In almost any other town, developing clues in such a case would be easier.

But in Atlantic City, an adult Disneyland that attracts more than 30 million fortune hunters annually from all over the world, the odds of finding Jane Doe’s trail are slim.

“She could have come from anywhere,” O’Neill says.

She does not fit the demographic profile of the typical suicide victim, which is primarily a man 65 and over.

And she was sober, unlike most impulsive suicide victims, said Dr. Charles Meusburger, a psychiatrist who calls suicide “the ultimate angry act.”

“This is a particularly exclamatory act because it was so violent and so definitive.
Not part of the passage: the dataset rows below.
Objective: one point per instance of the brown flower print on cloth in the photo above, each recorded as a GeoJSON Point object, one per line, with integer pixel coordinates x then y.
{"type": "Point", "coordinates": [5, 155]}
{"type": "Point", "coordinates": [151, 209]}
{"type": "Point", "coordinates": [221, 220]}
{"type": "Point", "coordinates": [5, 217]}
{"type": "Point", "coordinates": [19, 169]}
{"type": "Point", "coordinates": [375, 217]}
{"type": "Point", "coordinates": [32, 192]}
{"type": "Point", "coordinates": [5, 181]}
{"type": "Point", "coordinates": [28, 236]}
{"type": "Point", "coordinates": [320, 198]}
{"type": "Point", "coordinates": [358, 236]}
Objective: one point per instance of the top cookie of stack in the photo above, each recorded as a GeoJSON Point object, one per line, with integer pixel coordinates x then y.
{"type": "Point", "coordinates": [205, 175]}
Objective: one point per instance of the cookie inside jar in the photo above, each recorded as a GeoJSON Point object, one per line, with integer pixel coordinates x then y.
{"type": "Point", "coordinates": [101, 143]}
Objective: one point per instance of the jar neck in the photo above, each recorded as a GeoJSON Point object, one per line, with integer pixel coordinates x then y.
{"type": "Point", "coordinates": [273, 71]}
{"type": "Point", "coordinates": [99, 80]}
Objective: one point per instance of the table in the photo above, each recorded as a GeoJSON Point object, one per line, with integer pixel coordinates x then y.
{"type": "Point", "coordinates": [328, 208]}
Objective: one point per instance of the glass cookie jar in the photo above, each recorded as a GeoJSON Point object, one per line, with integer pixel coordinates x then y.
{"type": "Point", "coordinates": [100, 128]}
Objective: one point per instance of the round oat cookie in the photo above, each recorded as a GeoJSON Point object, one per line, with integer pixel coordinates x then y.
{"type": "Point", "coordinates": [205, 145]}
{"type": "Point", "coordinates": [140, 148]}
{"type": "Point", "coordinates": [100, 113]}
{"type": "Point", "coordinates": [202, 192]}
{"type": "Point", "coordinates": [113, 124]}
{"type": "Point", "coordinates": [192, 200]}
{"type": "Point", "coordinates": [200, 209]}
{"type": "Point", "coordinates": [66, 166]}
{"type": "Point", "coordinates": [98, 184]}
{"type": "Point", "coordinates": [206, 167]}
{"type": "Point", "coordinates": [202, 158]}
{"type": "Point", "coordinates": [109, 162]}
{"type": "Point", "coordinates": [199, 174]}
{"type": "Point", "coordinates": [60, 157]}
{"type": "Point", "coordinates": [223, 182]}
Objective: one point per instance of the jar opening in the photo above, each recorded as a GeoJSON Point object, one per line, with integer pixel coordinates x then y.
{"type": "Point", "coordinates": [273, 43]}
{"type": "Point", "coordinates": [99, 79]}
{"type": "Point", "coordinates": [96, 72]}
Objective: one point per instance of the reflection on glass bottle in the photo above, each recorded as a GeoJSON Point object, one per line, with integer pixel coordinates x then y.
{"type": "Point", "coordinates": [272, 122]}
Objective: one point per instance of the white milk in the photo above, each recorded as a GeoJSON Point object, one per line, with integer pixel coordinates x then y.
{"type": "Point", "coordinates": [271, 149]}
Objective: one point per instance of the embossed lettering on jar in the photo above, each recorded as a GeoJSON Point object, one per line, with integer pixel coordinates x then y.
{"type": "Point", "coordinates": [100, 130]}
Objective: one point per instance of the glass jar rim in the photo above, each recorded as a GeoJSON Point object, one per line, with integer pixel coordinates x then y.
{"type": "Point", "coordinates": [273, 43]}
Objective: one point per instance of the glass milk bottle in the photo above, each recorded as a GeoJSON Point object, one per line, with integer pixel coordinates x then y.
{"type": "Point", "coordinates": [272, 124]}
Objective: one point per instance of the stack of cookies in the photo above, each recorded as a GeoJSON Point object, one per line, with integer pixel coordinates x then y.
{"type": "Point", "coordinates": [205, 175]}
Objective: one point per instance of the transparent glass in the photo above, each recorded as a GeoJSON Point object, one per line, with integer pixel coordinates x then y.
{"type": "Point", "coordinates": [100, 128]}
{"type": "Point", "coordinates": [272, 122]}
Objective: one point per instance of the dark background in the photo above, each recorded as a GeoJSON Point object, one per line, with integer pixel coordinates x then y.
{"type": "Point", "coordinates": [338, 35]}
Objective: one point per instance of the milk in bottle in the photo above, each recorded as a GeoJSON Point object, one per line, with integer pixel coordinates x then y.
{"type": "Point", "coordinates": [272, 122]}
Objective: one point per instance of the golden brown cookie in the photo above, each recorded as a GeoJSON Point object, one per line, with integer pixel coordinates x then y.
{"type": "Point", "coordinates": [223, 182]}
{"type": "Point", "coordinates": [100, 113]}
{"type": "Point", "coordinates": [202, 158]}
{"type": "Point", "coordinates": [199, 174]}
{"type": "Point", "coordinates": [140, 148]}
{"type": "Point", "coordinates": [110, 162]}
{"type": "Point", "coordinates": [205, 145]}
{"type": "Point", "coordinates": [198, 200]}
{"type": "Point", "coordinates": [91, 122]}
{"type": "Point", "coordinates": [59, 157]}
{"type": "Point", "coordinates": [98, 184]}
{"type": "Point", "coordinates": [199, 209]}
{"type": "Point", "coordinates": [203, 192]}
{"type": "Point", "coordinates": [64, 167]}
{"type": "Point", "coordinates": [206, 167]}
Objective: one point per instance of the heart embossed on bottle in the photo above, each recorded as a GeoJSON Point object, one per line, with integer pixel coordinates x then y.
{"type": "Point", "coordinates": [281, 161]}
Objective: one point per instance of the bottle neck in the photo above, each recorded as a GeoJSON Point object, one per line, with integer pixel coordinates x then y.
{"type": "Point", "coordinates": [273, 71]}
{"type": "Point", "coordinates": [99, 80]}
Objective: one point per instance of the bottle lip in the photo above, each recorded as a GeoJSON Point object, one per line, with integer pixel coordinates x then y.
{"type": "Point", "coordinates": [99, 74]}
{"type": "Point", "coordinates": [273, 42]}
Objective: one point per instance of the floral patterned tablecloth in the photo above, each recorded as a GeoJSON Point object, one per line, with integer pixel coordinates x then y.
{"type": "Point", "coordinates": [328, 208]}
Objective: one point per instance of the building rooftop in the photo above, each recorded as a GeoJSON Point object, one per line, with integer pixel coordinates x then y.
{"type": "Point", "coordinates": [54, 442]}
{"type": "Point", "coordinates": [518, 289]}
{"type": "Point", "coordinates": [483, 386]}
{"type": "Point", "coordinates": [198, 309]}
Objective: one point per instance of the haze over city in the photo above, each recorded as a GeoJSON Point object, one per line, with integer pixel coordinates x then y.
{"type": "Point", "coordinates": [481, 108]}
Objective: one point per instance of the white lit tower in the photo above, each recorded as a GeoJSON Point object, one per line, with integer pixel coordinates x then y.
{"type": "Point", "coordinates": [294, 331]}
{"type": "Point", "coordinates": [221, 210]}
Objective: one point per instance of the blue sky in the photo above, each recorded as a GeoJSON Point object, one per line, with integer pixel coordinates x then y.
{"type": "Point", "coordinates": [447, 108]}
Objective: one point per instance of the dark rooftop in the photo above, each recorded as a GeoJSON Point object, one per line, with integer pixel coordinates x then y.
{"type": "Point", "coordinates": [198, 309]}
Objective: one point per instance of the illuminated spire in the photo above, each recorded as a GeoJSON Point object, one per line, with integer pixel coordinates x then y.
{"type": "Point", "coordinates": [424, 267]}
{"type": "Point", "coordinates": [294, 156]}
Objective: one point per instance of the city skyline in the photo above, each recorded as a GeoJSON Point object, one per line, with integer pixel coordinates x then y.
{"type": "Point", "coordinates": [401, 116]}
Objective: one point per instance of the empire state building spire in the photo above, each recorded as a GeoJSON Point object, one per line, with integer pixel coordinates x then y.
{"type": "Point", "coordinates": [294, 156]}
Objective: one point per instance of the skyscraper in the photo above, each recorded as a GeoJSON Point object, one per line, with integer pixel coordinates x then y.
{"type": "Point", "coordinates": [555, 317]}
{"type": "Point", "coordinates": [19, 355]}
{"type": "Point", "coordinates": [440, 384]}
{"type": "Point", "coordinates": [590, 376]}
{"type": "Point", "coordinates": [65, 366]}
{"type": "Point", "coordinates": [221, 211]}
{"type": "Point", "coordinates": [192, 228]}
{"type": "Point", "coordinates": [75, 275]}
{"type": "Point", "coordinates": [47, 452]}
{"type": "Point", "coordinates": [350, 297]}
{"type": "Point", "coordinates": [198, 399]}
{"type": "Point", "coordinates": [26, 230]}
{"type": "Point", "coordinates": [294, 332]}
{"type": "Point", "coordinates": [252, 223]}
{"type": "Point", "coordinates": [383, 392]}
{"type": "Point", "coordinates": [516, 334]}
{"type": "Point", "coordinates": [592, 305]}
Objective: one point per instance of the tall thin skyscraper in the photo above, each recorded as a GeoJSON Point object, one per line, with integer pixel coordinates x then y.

This wasn’t a three-story building. This was someone who clearly wanted to die. The courage it took, coupled with the horrible, horrible torment the poor thing was in to step off a 12th-story rooftop, is almost unthinkable,” said Meusburger, chief of psychiatry at Atlantic City Medical Center.

The location may say something too, Meusburger said.

“This wasn’t some quiet little corner of the world,” he said.

In the meantime, the detectives are following dead-end leads and waiting for breaks.

“I’d like to send her home,” Tibbetts says. “Regardless, she has a right to a final resting place.”